Mid-Term Exam Fall 2019

INTRODUCTION

The purpose of this document is to perform an analysis of the political contributions made by Cincinnati voters in order to figure out how political contributions have impacted Cincinnati Politics in the last few years.

Using campaign finance data from the Federal elections commision website to show the impact of Cincinnati political contributions on elections.

My analysis of this data will be useful to someone who wants to understand things like what committe type i.e Senat,House, Presidential did Cincinnati residents seem to contribute to the most, it would also be helpful in figuring out what party was contributed to the most in a particular year and how that party performed politically in that particular year.

## SECTIONS The document is structured with the following sections; * Introction in to the data * Data wrangling * Data Analysis

REQUIRED PACKAGES

The packages required for this project are listed below

THE DATA

Downloading the data using the link below

#Naming the dataset set "Donations" and reading it as a CSV file from the web
Donations<-read_csv("http://asayanalytics.com/cinci_politics")

REMOVING BLATANT DATA ERRORS

Removing zeros in the data set

Use lubridate package to change date format

Donations1$`contribution_receipt_date`<-dmy (Donations1$contribution_receipt_date)

#This code helps to change the date format to a format that's easy to work with; esp during plotting visualizations

Selecting for data that starts with January 2015 to date

Donations2 <- filter(Donations,Donations$contribution_receipt_date>= 2015)
#Using dplyr function select to pick contribution amounts from 2015 through 2019.This lets me use just the data that is relevant for analysis.

DATA CONFORMITY

Replacing the different variations of N/As in the “contributor employer”column to just “NA”

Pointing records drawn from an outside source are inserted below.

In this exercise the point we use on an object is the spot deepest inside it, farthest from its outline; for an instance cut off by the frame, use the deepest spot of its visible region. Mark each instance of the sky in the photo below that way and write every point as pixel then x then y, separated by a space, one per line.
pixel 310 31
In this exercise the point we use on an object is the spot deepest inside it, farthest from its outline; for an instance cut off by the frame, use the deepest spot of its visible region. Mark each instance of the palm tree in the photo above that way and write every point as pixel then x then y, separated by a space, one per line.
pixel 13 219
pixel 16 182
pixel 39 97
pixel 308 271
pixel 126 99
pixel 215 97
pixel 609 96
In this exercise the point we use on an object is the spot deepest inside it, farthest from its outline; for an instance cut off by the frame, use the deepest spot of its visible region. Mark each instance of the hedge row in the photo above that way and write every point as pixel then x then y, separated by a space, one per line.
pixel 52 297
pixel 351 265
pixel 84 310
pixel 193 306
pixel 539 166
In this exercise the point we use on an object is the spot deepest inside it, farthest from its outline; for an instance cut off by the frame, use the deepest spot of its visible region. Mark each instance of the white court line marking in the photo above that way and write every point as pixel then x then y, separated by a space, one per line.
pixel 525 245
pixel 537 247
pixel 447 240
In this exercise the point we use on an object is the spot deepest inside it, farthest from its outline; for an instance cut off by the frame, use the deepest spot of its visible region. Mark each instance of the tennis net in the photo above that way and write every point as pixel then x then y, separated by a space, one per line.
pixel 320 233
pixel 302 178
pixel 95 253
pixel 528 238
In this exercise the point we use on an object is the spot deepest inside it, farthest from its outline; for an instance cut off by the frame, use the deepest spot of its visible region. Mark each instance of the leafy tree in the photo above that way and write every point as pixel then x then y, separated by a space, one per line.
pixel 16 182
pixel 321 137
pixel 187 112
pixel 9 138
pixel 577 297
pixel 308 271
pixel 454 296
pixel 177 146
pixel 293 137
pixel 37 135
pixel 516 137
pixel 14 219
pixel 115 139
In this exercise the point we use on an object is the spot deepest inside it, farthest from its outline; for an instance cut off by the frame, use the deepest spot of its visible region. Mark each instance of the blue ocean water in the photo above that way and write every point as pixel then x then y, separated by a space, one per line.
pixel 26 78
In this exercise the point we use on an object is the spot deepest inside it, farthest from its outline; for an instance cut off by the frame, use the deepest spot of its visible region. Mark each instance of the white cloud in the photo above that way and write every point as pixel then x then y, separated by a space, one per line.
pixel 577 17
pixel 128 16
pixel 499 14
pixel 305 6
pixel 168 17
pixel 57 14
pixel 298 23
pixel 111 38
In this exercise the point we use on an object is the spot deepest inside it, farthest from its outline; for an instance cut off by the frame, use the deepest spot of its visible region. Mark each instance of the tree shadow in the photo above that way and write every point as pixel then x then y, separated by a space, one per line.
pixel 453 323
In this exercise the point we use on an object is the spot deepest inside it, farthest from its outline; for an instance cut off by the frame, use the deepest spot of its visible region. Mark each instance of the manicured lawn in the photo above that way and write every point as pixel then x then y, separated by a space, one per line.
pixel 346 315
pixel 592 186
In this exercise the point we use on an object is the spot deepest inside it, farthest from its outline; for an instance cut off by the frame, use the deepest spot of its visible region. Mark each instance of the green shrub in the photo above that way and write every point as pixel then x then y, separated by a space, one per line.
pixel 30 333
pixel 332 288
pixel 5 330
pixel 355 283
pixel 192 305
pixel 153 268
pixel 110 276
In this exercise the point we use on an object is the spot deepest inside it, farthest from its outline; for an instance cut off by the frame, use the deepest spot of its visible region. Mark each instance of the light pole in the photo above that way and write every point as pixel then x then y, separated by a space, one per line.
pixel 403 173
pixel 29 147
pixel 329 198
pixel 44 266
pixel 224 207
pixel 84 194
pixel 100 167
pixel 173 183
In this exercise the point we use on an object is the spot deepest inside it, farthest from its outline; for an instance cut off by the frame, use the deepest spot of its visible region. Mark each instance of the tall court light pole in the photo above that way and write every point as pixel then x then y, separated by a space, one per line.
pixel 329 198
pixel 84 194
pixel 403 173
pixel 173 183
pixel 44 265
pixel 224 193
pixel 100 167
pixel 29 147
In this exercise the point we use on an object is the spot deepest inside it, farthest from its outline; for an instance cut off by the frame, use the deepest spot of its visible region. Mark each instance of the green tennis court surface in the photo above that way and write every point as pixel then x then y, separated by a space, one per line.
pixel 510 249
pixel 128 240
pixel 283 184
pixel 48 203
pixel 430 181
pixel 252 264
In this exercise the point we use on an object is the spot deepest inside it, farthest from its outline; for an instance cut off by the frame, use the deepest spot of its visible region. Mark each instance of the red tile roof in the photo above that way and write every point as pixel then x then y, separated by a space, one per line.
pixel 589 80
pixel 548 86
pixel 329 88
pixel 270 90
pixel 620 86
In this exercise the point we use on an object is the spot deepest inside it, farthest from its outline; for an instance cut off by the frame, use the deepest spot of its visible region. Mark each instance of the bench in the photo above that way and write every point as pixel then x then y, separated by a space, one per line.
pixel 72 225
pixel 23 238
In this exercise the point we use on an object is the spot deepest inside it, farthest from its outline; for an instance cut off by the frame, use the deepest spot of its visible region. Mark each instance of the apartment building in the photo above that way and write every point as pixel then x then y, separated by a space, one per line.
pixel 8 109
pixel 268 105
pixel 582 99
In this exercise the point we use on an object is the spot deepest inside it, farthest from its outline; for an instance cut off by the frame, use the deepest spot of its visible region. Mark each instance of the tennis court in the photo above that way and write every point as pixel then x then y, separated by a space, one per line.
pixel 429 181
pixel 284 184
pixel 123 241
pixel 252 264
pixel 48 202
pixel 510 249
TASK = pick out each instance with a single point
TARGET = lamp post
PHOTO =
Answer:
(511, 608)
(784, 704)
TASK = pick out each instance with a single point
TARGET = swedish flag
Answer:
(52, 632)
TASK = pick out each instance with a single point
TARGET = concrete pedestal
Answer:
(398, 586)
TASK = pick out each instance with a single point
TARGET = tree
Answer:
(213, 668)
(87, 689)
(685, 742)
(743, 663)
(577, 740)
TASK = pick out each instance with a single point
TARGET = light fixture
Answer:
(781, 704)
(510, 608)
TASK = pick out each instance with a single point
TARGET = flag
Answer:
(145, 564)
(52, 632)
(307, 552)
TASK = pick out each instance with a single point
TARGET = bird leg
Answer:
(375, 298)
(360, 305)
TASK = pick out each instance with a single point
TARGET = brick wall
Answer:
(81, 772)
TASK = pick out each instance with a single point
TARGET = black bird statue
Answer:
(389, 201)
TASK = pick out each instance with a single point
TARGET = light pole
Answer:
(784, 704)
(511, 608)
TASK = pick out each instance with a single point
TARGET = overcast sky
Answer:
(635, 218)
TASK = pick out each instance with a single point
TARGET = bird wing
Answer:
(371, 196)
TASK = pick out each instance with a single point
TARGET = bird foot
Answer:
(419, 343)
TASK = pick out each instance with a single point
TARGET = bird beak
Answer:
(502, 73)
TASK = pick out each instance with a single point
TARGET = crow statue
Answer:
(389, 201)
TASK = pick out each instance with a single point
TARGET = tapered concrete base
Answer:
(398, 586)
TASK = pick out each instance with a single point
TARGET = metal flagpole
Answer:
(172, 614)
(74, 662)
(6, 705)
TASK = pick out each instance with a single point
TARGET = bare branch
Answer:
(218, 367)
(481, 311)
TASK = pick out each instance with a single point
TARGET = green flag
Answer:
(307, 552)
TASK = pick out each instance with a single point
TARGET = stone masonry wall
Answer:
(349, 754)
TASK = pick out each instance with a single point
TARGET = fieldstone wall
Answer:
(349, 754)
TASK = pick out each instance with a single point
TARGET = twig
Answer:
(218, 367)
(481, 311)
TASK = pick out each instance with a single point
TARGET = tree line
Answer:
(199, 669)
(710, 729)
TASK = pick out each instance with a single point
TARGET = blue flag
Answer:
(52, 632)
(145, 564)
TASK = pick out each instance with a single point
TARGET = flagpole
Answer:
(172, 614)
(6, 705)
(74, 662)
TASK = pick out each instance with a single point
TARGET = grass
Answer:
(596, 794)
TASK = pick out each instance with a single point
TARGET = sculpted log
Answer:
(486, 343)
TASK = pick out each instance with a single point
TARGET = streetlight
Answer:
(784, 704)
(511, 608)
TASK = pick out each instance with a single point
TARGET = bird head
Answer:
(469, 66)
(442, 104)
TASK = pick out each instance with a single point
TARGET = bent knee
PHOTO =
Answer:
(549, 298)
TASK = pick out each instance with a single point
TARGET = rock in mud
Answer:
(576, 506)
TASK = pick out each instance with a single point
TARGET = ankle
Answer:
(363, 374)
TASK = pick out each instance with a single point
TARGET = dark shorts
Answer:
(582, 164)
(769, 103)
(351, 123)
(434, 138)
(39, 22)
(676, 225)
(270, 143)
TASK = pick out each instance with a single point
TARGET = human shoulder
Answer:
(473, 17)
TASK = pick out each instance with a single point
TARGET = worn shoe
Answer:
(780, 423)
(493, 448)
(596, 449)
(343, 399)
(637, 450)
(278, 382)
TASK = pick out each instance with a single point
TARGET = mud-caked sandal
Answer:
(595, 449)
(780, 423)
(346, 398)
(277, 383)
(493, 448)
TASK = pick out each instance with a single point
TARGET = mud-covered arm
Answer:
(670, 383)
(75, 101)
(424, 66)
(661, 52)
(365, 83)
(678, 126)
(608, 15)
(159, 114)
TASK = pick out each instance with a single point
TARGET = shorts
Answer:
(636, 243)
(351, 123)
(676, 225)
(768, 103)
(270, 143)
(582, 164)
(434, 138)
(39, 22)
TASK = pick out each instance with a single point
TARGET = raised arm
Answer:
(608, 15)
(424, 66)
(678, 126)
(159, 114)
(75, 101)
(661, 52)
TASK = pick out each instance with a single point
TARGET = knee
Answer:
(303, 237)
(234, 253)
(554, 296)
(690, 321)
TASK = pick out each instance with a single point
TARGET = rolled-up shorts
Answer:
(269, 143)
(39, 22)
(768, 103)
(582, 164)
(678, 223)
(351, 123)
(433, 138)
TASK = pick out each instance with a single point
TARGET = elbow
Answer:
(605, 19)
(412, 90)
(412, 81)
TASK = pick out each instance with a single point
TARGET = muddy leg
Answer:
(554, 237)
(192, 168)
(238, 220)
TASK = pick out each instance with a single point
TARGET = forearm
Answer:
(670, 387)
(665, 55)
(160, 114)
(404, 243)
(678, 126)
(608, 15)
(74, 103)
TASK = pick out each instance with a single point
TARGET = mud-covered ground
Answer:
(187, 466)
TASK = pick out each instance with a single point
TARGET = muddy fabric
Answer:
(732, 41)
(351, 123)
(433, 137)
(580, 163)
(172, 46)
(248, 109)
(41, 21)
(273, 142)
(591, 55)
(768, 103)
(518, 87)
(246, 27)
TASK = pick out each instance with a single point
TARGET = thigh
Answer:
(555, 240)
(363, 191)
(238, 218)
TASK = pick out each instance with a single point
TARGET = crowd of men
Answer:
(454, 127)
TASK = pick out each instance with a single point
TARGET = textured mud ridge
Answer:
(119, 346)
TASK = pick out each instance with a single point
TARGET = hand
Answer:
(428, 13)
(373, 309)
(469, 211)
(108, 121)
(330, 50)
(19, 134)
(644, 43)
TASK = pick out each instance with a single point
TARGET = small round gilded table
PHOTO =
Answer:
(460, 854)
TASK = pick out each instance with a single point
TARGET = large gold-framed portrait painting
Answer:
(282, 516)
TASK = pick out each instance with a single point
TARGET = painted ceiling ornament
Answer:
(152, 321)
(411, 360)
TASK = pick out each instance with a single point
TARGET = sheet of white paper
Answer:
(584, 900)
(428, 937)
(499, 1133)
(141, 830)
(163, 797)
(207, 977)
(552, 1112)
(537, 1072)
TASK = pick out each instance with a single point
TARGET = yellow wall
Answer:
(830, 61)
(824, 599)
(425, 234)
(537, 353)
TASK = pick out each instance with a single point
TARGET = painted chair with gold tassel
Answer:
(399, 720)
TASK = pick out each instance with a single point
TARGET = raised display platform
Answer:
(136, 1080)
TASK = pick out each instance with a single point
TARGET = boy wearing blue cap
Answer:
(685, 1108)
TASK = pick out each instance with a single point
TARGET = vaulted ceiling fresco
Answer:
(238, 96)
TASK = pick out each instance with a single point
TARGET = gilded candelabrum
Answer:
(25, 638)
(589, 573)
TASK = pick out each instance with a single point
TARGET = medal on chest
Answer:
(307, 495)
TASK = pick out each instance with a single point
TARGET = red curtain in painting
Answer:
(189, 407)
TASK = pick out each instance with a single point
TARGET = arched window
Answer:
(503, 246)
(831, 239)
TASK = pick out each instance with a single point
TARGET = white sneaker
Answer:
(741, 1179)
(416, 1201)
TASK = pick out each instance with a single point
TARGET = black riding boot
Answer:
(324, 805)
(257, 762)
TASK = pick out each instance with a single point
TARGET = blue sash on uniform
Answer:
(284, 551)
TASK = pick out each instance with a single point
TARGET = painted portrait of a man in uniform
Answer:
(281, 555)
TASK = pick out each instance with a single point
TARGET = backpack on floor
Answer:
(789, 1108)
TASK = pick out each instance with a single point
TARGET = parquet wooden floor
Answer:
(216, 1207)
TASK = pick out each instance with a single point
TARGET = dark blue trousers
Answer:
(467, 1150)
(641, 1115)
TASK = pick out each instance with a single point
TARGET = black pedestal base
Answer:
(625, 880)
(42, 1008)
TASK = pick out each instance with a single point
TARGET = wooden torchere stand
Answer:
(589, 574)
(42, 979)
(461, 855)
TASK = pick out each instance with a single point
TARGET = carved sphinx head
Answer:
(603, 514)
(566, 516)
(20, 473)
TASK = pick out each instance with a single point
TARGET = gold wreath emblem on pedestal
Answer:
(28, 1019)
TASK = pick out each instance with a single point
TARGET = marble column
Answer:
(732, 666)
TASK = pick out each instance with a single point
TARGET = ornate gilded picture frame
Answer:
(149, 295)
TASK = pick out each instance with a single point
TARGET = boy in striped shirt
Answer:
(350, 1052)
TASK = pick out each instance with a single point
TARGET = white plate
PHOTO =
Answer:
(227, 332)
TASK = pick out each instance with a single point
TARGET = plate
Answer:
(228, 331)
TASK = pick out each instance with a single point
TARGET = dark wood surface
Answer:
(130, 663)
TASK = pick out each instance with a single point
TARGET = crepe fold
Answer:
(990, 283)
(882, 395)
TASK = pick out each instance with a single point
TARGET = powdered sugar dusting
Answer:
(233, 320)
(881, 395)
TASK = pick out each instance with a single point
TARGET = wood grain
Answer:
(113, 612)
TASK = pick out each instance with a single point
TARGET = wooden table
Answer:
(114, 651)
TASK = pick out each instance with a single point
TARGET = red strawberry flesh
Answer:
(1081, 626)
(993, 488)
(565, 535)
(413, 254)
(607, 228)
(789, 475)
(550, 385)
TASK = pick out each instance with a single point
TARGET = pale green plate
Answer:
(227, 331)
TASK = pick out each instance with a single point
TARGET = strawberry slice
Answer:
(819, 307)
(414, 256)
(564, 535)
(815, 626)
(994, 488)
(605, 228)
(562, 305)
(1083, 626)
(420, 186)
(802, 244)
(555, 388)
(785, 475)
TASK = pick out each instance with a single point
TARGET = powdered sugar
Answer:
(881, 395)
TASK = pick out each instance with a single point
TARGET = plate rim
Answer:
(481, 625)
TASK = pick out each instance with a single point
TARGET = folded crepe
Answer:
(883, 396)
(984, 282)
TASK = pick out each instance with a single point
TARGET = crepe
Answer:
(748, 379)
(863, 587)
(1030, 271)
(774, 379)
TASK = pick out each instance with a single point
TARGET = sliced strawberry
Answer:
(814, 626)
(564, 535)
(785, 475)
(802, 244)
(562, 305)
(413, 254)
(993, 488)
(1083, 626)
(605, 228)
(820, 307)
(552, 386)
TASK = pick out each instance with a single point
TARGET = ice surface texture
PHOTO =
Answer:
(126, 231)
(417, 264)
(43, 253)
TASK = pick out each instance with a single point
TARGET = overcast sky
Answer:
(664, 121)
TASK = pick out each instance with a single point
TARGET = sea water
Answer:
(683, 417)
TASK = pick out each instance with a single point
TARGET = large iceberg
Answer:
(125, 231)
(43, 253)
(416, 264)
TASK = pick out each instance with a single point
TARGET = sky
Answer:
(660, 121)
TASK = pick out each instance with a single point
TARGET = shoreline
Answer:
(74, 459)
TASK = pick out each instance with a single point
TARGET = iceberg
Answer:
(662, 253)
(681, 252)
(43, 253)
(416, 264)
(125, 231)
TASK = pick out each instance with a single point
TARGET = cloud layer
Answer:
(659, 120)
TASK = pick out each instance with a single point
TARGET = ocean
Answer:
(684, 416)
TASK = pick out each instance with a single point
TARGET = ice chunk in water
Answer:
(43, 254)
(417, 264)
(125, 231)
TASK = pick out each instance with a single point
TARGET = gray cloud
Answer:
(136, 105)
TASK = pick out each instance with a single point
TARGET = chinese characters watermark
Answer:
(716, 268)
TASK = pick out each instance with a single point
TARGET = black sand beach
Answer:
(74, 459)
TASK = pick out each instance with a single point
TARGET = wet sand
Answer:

Donations2$contributor_employer <-Donations2$contributor_employer %>% 
  str_replace(pattern = '^N.A.$', replacement='NA') %>% 
  str_replace(pattern = '^N/A$', replacement='NA') %>% 
  str_replace(pattern = '^N A$', replacement='NA') %>% 
  str_replace(pattern = '^N/A RETIRED$',replacement='NA')
#The code above replaces the different types of N/As in the column to standard "NA"

Replacing the different variations of N/As in the “contributor employer”column to just “NA”

Donations2$contributor_occupation <-Donations2$contributor_occupation%>% 
  str_replace(pattern = '^N.A.$', replacement='NA') %>% 
  str_replace(pattern = '^N/A$', replacement='NA') %>% 
  str_replace(pattern = '^N A$', replacement='NA') %>% 
  str_replace(pattern = '^N/A RETIRED$',replacement='NA')

Unifying the missing data in the employer contribution column that R recognizes as N/A to “NA”

#Unifying N/A recognized by R in the contributor_employer column
Donations2[is.na(Donations2$contributor_employer), "contributor_employer"]='NA'
# The chunk below tests if all the N/As were unified
Donations2 %>% 
  filter(is.na(contributor_employer))

## # A tibble: 0 x 11
## # … with 11 variables: contributor_last_name <chr>,
## #   contributor_first_name <chr>, contributor_street_1 <chr>,
## #   contributor_employer <chr>, contributor_occupation <chr>,
## #   contribution_receipt_date <chr>, contribution_receipt_amount <dbl>,
## #   contributor_aggregate_ytd <dbl>, committee_name <chr>,
## #   committee_type <chr>, committee_party_affiliation <chr>

Unifying the missing data in the “contributer occupation column to”NA"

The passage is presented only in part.